Jill Biden has always been the rock of the Biden family.
She demonstrated that during its most trying week since Beau Biden died in 2015: the week her stepson Hunter was on trial while her husband was on a state visit to France, requiring her to balance her private and public roles.
Hunter Biden’s trial for federal gun charges exposed the family’s darkest secrets: his voice rang through the courtroom as prosecutors used his own audio book to play out scenes of his drug use, his ex-wife discussed finding his drug paraphernalia, and his brother’s widow described how he got her addicted to crack cocaine.
Jill Biden was there, accused of wasting taxpayer money for her four flights back-and-forth across the Atlantic that week for a personal family matter, so she could be there for her son while also performing her first lady duties in France.
The White House noted she loves her son, and, like any mother, wants to be there for him. And that she sent him strength from her front row seat.
‘I have not seen her find strength like she found that week in a remarkably long time. I mean, really since around the 2015 period when Beau was dying or after he died, that she was having to get back up,’ a senior White House official told DailyMail.com of that time period.

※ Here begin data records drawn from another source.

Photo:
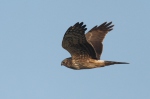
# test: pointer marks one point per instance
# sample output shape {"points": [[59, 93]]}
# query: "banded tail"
{"points": [[114, 62]]}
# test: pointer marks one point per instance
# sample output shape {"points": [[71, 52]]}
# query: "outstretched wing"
{"points": [[96, 35], [75, 42]]}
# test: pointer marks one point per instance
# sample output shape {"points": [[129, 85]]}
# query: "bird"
{"points": [[86, 49]]}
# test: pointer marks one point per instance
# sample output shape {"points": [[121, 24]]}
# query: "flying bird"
{"points": [[86, 49]]}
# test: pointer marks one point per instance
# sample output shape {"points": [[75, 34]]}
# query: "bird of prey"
{"points": [[86, 49]]}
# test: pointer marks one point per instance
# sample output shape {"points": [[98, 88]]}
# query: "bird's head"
{"points": [[66, 62]]}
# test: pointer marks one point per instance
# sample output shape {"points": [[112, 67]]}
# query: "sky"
{"points": [[31, 33]]}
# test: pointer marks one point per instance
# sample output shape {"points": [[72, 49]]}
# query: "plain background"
{"points": [[31, 33]]}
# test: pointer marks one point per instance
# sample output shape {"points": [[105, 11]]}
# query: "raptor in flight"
{"points": [[86, 49]]}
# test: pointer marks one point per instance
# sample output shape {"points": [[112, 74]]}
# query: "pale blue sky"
{"points": [[31, 33]]}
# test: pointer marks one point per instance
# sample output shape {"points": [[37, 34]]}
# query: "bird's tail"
{"points": [[114, 62]]}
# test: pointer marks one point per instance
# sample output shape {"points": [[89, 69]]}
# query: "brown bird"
{"points": [[86, 49]]}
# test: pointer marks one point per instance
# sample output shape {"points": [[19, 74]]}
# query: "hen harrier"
{"points": [[86, 49]]}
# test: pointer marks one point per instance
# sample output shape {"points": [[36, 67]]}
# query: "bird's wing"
{"points": [[96, 35], [75, 42]]}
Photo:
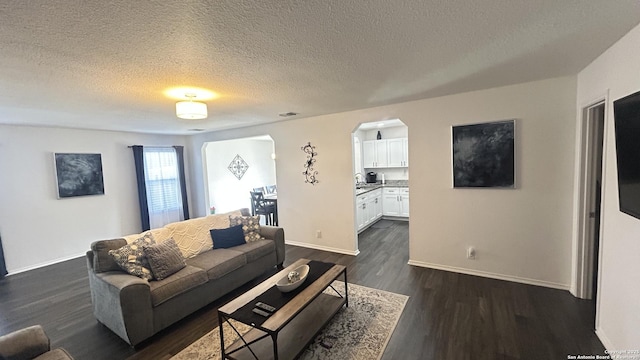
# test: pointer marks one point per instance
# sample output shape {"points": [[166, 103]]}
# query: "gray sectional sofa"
{"points": [[135, 309]]}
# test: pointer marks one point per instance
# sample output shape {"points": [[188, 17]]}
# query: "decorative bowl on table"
{"points": [[293, 279]]}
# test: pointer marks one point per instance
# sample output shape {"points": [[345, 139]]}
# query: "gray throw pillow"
{"points": [[132, 258], [165, 258], [250, 226]]}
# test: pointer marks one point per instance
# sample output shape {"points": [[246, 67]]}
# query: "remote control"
{"points": [[261, 312], [265, 307]]}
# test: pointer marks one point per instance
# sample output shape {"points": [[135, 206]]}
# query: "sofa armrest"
{"points": [[277, 235], [26, 343], [122, 302]]}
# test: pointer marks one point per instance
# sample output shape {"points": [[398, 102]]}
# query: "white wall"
{"points": [[522, 234], [36, 227], [618, 71], [226, 192]]}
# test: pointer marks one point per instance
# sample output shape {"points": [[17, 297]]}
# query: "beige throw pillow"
{"points": [[165, 259], [132, 258], [250, 226]]}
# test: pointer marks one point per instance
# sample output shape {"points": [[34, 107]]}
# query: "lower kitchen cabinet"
{"points": [[368, 208], [395, 202]]}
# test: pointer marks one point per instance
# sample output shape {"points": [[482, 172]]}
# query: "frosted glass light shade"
{"points": [[191, 110]]}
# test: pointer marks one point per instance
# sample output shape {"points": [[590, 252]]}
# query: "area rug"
{"points": [[360, 331]]}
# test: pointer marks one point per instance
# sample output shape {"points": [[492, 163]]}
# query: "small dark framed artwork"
{"points": [[79, 174], [484, 155]]}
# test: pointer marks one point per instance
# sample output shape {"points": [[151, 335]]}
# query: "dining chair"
{"points": [[260, 207]]}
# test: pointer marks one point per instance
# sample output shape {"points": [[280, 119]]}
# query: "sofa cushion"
{"points": [[132, 258], [184, 280], [250, 226], [192, 236], [102, 261], [218, 263], [226, 238], [164, 258], [159, 233], [256, 249]]}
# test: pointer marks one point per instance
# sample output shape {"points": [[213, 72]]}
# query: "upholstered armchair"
{"points": [[30, 343]]}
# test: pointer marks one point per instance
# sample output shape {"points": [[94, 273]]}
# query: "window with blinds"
{"points": [[162, 181]]}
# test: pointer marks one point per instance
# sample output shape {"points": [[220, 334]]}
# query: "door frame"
{"points": [[582, 282]]}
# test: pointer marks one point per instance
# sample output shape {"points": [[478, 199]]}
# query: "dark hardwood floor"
{"points": [[448, 315]]}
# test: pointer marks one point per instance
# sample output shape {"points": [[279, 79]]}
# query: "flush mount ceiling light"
{"points": [[191, 110]]}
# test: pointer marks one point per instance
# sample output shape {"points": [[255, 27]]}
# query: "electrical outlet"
{"points": [[471, 253]]}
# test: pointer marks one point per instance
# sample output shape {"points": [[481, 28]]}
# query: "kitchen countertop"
{"points": [[367, 187]]}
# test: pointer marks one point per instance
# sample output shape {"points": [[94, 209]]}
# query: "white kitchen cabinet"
{"points": [[374, 205], [398, 152], [361, 216], [395, 202], [404, 202], [375, 154], [368, 208]]}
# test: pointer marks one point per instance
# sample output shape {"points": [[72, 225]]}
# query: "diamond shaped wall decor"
{"points": [[238, 167]]}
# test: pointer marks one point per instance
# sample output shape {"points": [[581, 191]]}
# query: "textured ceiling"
{"points": [[105, 64]]}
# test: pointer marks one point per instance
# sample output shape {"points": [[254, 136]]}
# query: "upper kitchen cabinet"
{"points": [[375, 153], [398, 152], [386, 153]]}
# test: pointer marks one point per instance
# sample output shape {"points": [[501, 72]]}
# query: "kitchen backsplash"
{"points": [[391, 174]]}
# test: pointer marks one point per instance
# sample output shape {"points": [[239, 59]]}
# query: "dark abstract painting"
{"points": [[79, 174], [483, 155]]}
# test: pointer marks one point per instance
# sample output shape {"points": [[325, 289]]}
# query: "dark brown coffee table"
{"points": [[287, 332]]}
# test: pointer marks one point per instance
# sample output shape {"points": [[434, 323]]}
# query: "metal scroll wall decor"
{"points": [[238, 167], [309, 173]]}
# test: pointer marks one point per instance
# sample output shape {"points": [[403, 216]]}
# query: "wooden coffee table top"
{"points": [[281, 317]]}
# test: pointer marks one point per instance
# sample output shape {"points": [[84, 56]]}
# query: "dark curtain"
{"points": [[183, 186], [138, 158], [3, 267]]}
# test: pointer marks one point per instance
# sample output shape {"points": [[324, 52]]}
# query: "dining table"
{"points": [[272, 199]]}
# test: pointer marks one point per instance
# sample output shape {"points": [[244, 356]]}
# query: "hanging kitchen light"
{"points": [[191, 110]]}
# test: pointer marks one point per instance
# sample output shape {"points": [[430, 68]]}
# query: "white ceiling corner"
{"points": [[105, 64]]}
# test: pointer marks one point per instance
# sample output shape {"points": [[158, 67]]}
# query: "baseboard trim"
{"points": [[46, 263], [604, 339], [491, 275], [323, 248]]}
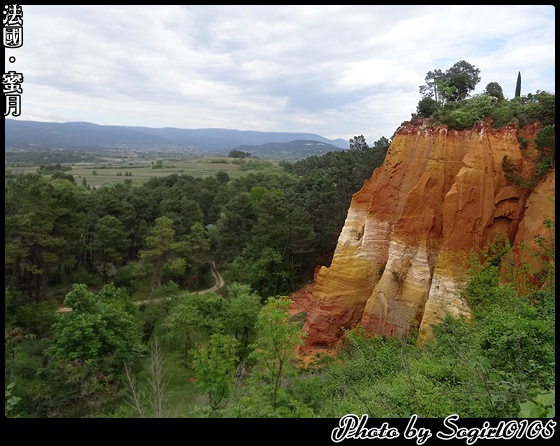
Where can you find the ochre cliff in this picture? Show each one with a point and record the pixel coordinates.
(409, 230)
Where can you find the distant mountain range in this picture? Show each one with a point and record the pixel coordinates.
(33, 135)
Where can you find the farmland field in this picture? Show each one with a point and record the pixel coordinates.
(117, 171)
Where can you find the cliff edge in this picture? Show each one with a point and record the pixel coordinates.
(409, 230)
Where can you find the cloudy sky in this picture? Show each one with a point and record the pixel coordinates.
(337, 71)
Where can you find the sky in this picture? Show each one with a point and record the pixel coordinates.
(337, 71)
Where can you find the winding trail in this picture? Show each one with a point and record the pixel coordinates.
(217, 277)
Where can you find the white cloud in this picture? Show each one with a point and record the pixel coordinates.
(338, 71)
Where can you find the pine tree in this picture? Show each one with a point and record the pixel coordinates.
(518, 86)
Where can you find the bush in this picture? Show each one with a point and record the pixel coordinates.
(82, 275)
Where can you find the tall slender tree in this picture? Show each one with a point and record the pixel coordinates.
(518, 85)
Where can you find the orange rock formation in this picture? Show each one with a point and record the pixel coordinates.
(409, 230)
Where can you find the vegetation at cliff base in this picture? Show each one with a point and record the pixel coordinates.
(115, 304)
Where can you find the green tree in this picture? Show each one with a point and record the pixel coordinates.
(426, 107)
(494, 89)
(430, 89)
(43, 230)
(453, 85)
(98, 326)
(214, 365)
(358, 143)
(241, 315)
(90, 346)
(464, 77)
(275, 346)
(110, 243)
(192, 321)
(162, 255)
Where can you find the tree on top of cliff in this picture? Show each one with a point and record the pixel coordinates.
(453, 85)
(358, 143)
(494, 89)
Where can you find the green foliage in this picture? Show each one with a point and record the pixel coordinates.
(542, 406)
(238, 154)
(426, 108)
(98, 327)
(494, 89)
(11, 401)
(192, 321)
(453, 85)
(240, 316)
(274, 349)
(358, 143)
(215, 364)
(82, 275)
(163, 256)
(467, 113)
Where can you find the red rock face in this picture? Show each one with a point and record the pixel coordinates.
(409, 230)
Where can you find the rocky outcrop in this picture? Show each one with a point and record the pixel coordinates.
(402, 251)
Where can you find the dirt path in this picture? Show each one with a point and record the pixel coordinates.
(217, 278)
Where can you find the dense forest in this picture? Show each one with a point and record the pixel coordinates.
(133, 262)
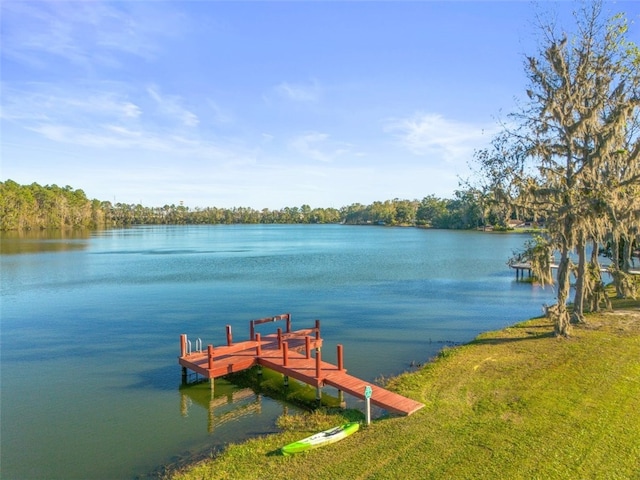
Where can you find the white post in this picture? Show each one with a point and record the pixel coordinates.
(368, 410)
(367, 399)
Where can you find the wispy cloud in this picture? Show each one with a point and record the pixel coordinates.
(432, 134)
(317, 146)
(38, 33)
(109, 119)
(171, 105)
(299, 92)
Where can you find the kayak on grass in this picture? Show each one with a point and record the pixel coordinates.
(320, 439)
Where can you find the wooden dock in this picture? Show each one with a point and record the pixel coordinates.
(294, 354)
(523, 267)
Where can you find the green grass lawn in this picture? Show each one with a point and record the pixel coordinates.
(517, 403)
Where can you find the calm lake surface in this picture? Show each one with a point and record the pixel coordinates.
(90, 327)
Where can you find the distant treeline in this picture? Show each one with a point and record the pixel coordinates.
(53, 207)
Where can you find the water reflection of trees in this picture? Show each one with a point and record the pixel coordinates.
(227, 405)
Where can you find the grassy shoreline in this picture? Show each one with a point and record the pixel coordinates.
(513, 403)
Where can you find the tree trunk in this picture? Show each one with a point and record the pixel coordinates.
(561, 320)
(581, 280)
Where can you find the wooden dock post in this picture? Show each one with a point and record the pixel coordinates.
(269, 353)
(259, 352)
(258, 346)
(210, 365)
(285, 362)
(319, 383)
(285, 354)
(183, 345)
(229, 336)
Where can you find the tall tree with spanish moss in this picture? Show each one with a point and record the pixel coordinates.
(574, 156)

‘There’s a steel in her, right? Where she’s just like: let’s just do this.’
That steel, however, could become rigid, a determination to keep Joe Biden in the White House simply to defy his critics.
Some describe her motives for wanting to stay in the White House as a play for power and ‘revenge.’

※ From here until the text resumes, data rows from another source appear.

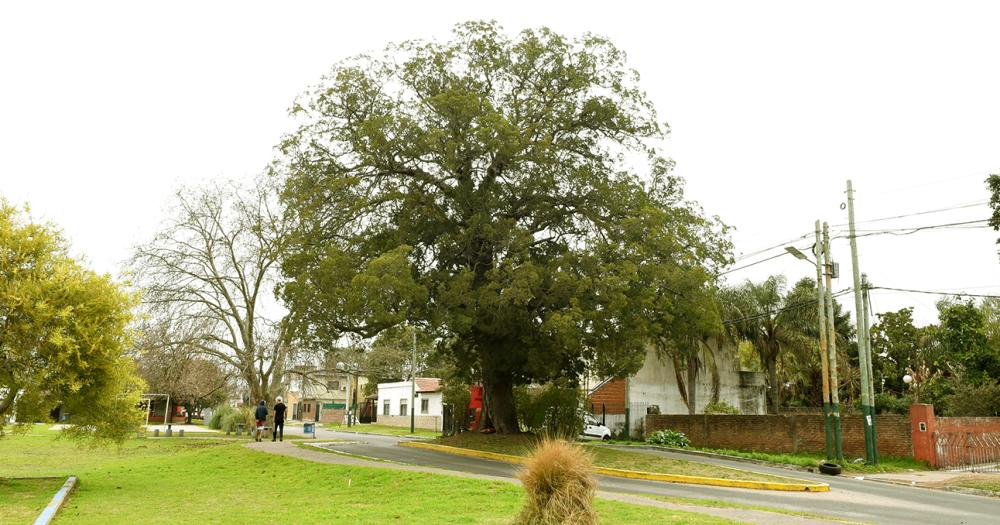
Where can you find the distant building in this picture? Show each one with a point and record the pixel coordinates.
(394, 403)
(322, 396)
(653, 389)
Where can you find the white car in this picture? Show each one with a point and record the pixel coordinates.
(594, 429)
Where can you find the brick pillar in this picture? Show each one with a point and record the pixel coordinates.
(922, 428)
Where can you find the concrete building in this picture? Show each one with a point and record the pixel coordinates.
(654, 388)
(323, 396)
(394, 404)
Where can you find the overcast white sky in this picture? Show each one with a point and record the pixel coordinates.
(105, 108)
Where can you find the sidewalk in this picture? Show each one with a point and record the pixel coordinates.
(756, 517)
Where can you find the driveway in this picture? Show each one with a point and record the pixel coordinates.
(850, 499)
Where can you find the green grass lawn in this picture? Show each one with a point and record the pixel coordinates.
(22, 500)
(220, 481)
(521, 445)
(375, 428)
(886, 464)
(989, 483)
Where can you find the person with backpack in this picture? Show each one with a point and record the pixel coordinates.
(261, 416)
(279, 420)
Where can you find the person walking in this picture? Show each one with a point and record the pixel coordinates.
(261, 416)
(279, 420)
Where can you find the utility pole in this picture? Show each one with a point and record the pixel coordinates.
(824, 358)
(832, 346)
(866, 302)
(413, 384)
(866, 402)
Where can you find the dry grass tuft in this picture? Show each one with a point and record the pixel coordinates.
(560, 486)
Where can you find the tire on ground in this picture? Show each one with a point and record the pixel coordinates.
(831, 469)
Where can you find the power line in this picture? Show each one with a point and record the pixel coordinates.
(769, 248)
(793, 306)
(957, 294)
(926, 212)
(910, 231)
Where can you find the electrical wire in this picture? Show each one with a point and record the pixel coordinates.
(751, 264)
(939, 210)
(769, 248)
(845, 234)
(793, 306)
(957, 294)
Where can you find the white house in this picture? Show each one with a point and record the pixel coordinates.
(394, 403)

‘She likes power. She wants to stay. She wants some sense of revenge,’ historian David Brinkley told CBS’ Face the Nation in February.
But the White House notes the first lady has her own agenda for a second term: expanded pre-K schooling, more funding for community college, abortion rights restored, and women’s health getting a greater priority.

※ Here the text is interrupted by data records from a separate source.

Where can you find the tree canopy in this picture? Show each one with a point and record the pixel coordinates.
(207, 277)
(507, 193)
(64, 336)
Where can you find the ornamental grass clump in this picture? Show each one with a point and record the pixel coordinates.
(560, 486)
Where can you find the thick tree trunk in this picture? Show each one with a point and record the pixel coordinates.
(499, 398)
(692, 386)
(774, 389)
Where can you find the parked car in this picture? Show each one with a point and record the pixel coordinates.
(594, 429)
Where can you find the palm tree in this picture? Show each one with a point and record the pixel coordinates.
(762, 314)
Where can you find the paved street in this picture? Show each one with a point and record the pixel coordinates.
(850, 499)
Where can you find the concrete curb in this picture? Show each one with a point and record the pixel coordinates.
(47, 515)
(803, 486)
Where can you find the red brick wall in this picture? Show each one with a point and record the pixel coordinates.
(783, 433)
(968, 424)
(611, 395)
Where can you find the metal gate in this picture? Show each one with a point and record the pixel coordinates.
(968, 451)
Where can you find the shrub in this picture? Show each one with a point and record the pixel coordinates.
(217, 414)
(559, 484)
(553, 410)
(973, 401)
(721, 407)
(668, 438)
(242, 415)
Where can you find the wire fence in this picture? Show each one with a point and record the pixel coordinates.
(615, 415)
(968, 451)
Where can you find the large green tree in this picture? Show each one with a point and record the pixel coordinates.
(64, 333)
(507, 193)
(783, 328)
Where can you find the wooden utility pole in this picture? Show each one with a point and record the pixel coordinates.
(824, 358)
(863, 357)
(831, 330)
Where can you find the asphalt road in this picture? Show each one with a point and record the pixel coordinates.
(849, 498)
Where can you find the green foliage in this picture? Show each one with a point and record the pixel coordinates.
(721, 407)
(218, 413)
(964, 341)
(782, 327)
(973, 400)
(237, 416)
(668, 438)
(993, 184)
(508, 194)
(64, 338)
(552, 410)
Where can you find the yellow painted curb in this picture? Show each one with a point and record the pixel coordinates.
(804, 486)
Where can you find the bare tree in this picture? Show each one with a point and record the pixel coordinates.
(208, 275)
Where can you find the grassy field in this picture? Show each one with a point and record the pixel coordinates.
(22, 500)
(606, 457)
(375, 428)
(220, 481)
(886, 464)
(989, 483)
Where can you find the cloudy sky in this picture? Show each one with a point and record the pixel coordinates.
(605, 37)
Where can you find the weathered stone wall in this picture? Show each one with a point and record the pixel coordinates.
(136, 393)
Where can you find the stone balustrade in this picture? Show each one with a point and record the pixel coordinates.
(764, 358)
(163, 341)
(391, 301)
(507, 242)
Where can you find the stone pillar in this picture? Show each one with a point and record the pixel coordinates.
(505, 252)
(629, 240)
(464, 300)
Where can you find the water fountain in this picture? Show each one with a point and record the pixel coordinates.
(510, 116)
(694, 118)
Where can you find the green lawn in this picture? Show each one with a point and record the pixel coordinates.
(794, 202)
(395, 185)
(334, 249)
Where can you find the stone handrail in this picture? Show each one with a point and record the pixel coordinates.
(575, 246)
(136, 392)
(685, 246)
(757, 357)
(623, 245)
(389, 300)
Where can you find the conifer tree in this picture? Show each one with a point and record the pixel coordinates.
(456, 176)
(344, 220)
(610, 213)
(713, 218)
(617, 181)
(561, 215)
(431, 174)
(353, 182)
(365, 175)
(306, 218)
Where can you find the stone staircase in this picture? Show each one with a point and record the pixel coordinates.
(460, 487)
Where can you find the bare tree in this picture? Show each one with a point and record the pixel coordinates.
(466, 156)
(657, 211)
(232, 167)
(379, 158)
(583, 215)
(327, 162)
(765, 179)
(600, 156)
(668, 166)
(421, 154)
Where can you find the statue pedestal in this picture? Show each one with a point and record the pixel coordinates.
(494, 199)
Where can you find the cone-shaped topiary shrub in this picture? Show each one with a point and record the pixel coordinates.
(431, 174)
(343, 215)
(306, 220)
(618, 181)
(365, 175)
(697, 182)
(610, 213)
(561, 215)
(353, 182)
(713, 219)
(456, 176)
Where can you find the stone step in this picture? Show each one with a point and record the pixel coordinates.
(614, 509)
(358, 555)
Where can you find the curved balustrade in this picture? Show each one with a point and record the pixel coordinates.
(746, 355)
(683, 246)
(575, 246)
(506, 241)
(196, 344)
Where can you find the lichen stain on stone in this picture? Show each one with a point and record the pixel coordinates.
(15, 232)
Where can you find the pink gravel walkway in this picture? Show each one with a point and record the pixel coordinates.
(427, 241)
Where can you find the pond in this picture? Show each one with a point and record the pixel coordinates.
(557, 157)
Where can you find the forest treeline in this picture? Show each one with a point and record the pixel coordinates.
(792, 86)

And they argue her biggest priority is the defeat of Donald Trump.
Jill Biden, along with the president, is a fervent believer that Trump will destroy democracy: ‘Trump has told us again and again why he wants the White House. To give himself absolute power. To not be held accountable for his criminal actions,’ she said in Los Angeles earlier this month. ‘To destroy the democratic safeguards that stand in his way.’
Democrats, however, are now questioning if Joe Biden can beat Donald Trump.
The former president was leading Biden in key battleground states ahead of the debate. The fear is Trump’s poll numbers will go up.
David Axelrod, the former Obama senior adviser, said Biden’s performance sent shockwaves through the party.
‘I think there was a sense of shock actually how he came out at the beginning of the debate, how his voice sounded, he seemed a little disoriented,’ he said on CNN.
It also remains a question of Biden’s legacy. He came in during the 2020 election to calm the country after the chaos of Trump’s presidency.
But if he loses in November, history will rewrite its view of him. And of Jill Biden.
That steel in the first lady, her loyalty to her husband of 48 years, could make her blind to that.
‘First Lady scholars know that every couple contemplates their legacy. The Bidens are no different,’ Stacy Cordery, a professor at Iowa State University and expert on first ladies, told DailyMail.com.
‘It took Joe Biden a long time to get to the White House. Even if Jill had the power in their marriage to force him to step down, I do not believe she would use it – because she loves him too much.’